Disk and memory are arguably the resources that can make the most positive impact on improving client computer performance. Use the following guidelines to help to optimize disk and memory performance in your Windows computer.

  • Select a 64-bit version of Windows. Using a 64-bit version enables your computer to use more memory than the 4 GB limitation imposed by 32-bit operating systems. If your computer has more than 4 GB of memory, or if you can add additional memory beyond 4 GB, then select a 64-bit version of Windows.

  • Avoid shared memory video. Some video adapters use shared system memory. This means that the video adapter uses memory for display purposes that would otherwise be available for servicing applications. Some computers come equipped with video adapters that use dedicated onboard memory for display purposes, ensuring that more memory is available for applications.

  • Optimize paging.
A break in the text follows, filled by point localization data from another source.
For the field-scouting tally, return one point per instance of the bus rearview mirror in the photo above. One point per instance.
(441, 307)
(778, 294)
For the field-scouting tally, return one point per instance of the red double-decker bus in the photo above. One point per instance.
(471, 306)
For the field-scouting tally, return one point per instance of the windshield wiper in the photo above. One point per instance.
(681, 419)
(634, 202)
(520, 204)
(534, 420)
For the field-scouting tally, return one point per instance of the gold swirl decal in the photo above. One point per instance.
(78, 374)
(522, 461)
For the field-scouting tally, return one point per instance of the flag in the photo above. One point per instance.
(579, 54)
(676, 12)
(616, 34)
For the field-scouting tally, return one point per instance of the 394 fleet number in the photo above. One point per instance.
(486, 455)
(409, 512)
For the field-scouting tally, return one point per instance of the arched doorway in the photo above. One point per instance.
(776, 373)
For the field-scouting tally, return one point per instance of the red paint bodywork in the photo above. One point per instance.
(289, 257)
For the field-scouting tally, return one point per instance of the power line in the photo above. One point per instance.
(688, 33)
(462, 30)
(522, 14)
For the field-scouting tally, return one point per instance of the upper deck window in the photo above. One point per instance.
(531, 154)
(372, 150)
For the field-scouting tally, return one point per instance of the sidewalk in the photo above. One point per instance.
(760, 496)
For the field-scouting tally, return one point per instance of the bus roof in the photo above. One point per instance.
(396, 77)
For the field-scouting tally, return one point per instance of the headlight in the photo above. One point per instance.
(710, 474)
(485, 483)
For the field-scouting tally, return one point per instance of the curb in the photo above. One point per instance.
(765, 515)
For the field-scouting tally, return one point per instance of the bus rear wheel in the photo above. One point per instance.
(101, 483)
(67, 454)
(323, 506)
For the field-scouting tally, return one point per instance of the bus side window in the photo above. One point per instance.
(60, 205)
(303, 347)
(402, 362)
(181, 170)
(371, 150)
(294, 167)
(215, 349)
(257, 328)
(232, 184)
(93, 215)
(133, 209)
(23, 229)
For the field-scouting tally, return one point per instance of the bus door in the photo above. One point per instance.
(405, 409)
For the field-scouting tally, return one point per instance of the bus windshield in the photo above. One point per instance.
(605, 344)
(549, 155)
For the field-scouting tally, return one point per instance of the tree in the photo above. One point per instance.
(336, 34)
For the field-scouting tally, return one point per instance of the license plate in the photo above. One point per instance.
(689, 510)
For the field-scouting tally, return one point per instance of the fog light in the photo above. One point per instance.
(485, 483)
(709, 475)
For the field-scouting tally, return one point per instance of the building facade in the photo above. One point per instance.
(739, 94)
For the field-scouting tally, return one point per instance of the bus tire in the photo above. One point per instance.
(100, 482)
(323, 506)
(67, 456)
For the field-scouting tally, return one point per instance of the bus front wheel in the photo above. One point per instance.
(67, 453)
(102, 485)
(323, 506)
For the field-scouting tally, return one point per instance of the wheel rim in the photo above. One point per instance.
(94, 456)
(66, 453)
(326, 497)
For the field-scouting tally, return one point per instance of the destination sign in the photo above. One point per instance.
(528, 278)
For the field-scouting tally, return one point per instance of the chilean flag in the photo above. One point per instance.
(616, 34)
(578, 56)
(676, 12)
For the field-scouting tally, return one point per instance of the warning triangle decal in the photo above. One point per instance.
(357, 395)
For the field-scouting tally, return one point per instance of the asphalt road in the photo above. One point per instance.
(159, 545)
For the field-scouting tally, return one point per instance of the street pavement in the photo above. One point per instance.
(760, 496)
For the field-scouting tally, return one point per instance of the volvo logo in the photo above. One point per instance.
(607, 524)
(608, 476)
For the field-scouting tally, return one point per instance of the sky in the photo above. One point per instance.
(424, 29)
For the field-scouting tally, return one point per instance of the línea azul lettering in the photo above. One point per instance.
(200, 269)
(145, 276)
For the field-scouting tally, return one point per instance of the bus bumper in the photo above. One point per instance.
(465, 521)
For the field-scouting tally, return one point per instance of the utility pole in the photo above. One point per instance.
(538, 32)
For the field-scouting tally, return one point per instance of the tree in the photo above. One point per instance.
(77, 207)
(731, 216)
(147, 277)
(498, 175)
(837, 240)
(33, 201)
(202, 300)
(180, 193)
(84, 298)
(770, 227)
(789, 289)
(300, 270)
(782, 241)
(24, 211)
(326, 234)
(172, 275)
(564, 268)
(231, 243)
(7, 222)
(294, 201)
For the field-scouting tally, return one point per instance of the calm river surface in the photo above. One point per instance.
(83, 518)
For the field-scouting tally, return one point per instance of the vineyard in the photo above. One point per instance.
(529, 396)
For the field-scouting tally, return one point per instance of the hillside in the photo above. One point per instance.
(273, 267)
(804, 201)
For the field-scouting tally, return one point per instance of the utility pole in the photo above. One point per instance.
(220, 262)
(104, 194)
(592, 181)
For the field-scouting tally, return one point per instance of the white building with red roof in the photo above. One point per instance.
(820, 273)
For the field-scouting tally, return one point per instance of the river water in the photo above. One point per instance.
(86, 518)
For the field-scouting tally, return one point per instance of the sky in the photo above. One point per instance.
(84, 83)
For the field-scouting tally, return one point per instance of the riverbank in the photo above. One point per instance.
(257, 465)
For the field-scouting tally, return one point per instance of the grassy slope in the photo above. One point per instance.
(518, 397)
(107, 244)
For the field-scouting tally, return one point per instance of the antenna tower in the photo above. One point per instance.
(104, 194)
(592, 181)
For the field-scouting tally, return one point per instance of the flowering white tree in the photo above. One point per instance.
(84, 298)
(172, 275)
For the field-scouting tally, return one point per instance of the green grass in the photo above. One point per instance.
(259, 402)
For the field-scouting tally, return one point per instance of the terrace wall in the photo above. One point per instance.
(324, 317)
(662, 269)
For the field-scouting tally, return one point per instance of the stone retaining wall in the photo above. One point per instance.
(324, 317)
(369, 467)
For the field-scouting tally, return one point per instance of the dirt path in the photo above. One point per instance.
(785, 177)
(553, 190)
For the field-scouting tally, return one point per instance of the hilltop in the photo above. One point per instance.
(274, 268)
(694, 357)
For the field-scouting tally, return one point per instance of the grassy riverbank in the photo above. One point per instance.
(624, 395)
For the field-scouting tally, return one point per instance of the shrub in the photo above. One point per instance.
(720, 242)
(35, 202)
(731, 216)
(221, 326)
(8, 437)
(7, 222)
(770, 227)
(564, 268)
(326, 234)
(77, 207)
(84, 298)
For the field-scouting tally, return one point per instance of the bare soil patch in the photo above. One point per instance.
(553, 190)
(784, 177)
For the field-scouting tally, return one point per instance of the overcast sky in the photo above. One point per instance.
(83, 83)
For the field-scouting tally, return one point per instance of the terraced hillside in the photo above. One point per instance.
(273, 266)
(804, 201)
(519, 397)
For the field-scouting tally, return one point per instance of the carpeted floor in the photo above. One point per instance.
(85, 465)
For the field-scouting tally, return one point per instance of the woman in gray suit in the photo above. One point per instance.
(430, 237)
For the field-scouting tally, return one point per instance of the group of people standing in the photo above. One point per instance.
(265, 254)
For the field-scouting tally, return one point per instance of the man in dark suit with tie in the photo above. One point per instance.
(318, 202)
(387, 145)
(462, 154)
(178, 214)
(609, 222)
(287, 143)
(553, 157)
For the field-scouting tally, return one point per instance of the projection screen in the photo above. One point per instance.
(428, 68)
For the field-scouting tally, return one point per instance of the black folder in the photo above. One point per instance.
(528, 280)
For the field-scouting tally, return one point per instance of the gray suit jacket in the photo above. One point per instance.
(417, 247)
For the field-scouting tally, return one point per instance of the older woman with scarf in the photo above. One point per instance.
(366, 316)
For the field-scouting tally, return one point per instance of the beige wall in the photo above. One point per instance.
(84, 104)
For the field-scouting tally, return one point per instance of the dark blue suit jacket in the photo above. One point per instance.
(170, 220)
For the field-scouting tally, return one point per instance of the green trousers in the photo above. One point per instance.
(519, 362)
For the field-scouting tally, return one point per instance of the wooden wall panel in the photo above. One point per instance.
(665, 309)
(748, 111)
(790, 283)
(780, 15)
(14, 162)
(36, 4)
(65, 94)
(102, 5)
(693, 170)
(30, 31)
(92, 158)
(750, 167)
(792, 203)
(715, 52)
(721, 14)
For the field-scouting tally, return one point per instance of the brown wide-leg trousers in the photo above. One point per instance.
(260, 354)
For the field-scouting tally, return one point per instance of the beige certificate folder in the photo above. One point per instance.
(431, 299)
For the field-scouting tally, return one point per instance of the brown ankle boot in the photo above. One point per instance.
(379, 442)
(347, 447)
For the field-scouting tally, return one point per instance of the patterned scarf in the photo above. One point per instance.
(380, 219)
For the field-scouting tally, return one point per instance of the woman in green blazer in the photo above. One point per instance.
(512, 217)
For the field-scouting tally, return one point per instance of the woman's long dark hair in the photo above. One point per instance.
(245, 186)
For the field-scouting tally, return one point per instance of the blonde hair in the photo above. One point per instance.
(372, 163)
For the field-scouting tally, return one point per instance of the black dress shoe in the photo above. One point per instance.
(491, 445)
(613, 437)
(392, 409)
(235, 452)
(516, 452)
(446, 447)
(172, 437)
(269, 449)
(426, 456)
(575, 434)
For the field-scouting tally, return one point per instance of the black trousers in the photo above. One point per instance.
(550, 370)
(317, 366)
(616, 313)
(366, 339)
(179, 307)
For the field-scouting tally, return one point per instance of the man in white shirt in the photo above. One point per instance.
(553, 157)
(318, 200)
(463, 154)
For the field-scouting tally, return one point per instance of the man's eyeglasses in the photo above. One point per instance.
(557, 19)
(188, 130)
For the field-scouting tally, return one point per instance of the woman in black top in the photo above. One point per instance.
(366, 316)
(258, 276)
For most single disk drive computers that run Windows, leaving the paging file settings at the default values is adequate. However, you might gain a small performance benefit by following these guidelines:

    • Create the paging file on a different physical disk than the operating system disk. Paging is a disk-intensive task. If you distribute the disk load across all of your computer’s available disks, you minimize the likelihood of performance bottlenecks affecting the disk subsystem. By optimizing the disk subsystem, you can make the paging process as efficient as possible. If you have a device with an SSD as the primary disk and a normal hard disk as the secondary disk, moving the paging file is not likely to improve performance.
    • Configure a fixed-size paging file. A paging file that can grow on the disk might encompass fragmented areas of the disk volume. By configuring a fixed-size paging file, you can ensure that the paging file does not encompass fragmented areas.
    • On non-SSD drives, ensure that the disk volume is not fragmented when you create the paging file. If you want to create a fixed-size paging file on a computer that already has a paging file, ensure that you do not create a paging file that encompasses fragmented areas of the disk. Additionally, before you create a fixed-size paging file, you should configure the computer to use no paging, and then defragment the volumes.
    • When you configure the paging file, ensure that its size is sufficient. Recommendations specify that an initial paging file should be equivalent to the amount of installed memory, and a maximum paging file size that is equal to twice the initial value. Consequently, you should create a fixed-size paging file that is equal to or twice the size of the physical memory.
    • Add physical memory to a computer that is paging excessively. If you investigate performance on a computer with a memory bottleneck, you often find that disk performance is low as well. By adding extra physical memory to the computer you can reduce the load on the disk subsystem and thereby improve both memory and disk performance.
  • Implement faster disks. Disk speed is measured in revolutions per minute (rpm), and average seek times are measured in milliseconds. Install disks running 7200 rpm or faster, and select disks with the lowest seek time. On desktop computers, you also can install a disk controller that supports a faster bus type. The first Serial ATA (SATA) standard supports transfer rates up to 150 megabytes per second (MBps) whereas the latest SATA standard supports transfer rates up to almost 2000 MBps. Changing your disk controller and disks that support the new disk controller could improve the disk subsystem performance considerably.

  • Consider using SSDs. SSDs use flash memory technology and have no moving parts. They can operate faster than traditional disks, but they are more expensive. Carefully research the specific vendor and model of disk. Some disks provide higher write performance, and some provide higher read performance. In systems that support multiple drives where SSD cost is a concern, consider a smaller SSD drive to store the OS and a SATA drive for apps and data.

  • Defragment volumes that are used heavily. You can use either the built-in disk Optimize Drives tool or another company’s tools, some of which support the defragmentation of files such as Hiberfil.sys and Pagefile.sys. Windows optimizes drives automatically once a week and will run the proper optimization automatically (defragmenting SATA drives or running TRIM on SSDs).

  • Ensure that you enable write-caching. You can use Device Manager to examine the properties of any installed disks, and to verify that write-caching is enabled.

  • Distribute the memory load across all available disks. If your computer has multiple physical disks, consider distributing disk-intensive activities across these disks. For example, you can install the Windows operating system and applications on one disk, the paging file on another disk, and your data files on a third disk.